Proposal over $75k

I have recently decided to make a consumer proposal. I owe approx. 80k. Should I try to pay my debt down to 75k so I can make a standard consumer proposal? What are the advantages and disadvantages of making a standard consumer proposal vs. a proposal for over 75k?


One Response to “Proposal over $75k”

Barton Goth GCO Bankruptcy Trustees said...

The two proposals are largely similar, but the biggest differences are:
1. In a Division I Proposal there is an automatic bankrutpcy provision (i.e. if your proposal is rejected or you default on the proposal you are automatically in bankruptcy). Although, I believe this is largely a technical difference as a most situations where a consumer proposal is rejected or defaulted on most people end up filing a bankruptcy anyway.
2. The creditors have a shorter time to vote on the proposal (21 days vs. 45);
3. Requires a higher percentage of support from the creditors to pass (50% in number and 2/3 in value vs. a simple majority).

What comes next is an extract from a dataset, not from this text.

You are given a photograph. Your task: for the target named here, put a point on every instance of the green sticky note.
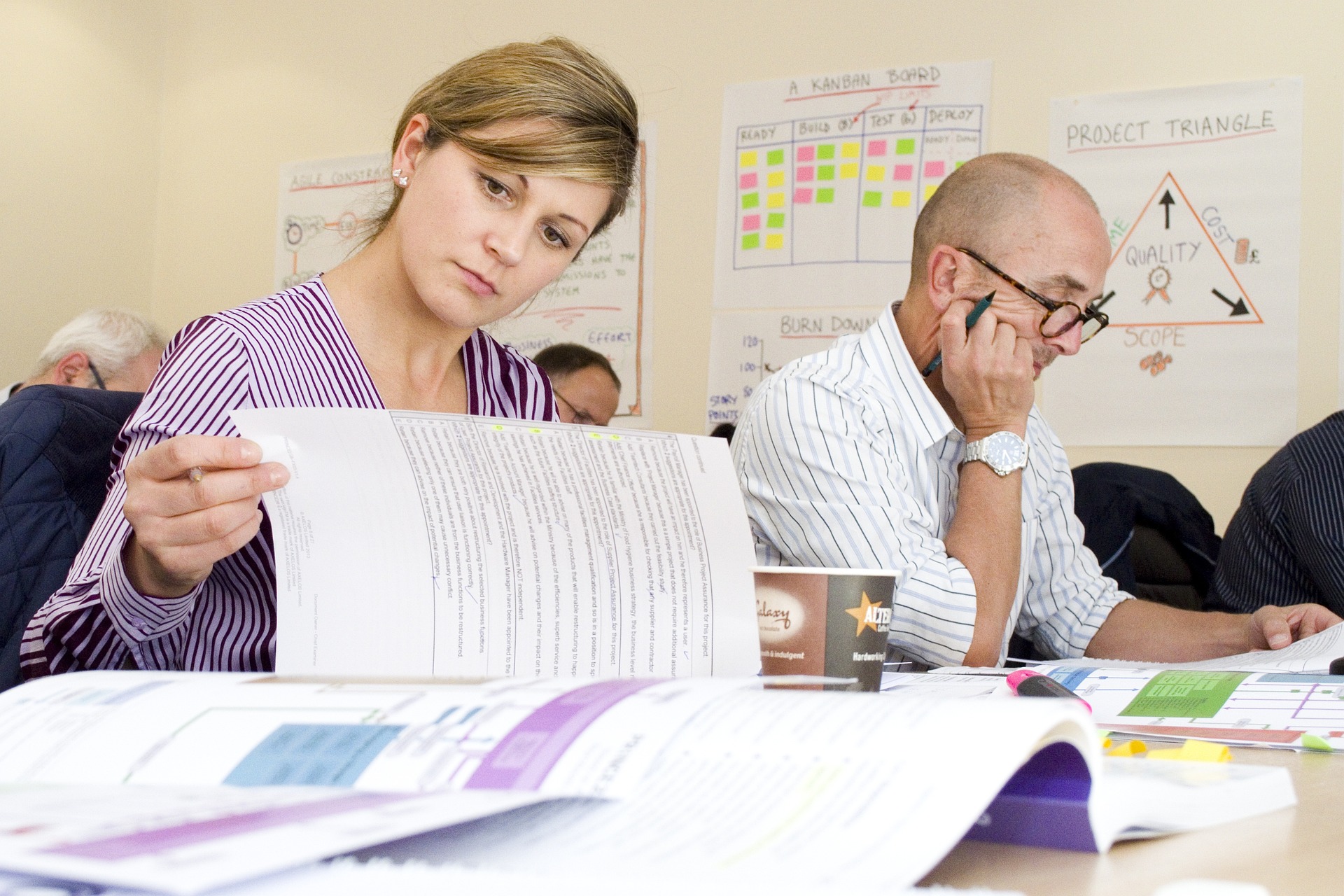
(1184, 694)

Despite these differences in practice we don’t find many changes in the process. The Division I Proposals are typically accepted just as often as the Consumer Proposal and the adminsitration costs are laregly similar as well.

The only thing I would caution you on is if you try to reduce your debt prior to filing a proposal you may actually be creating more problems for yourself as your creditors may view these payments as preferential. As a result you are likely better off to simply file the proposal under Division I of the act and not take that chance.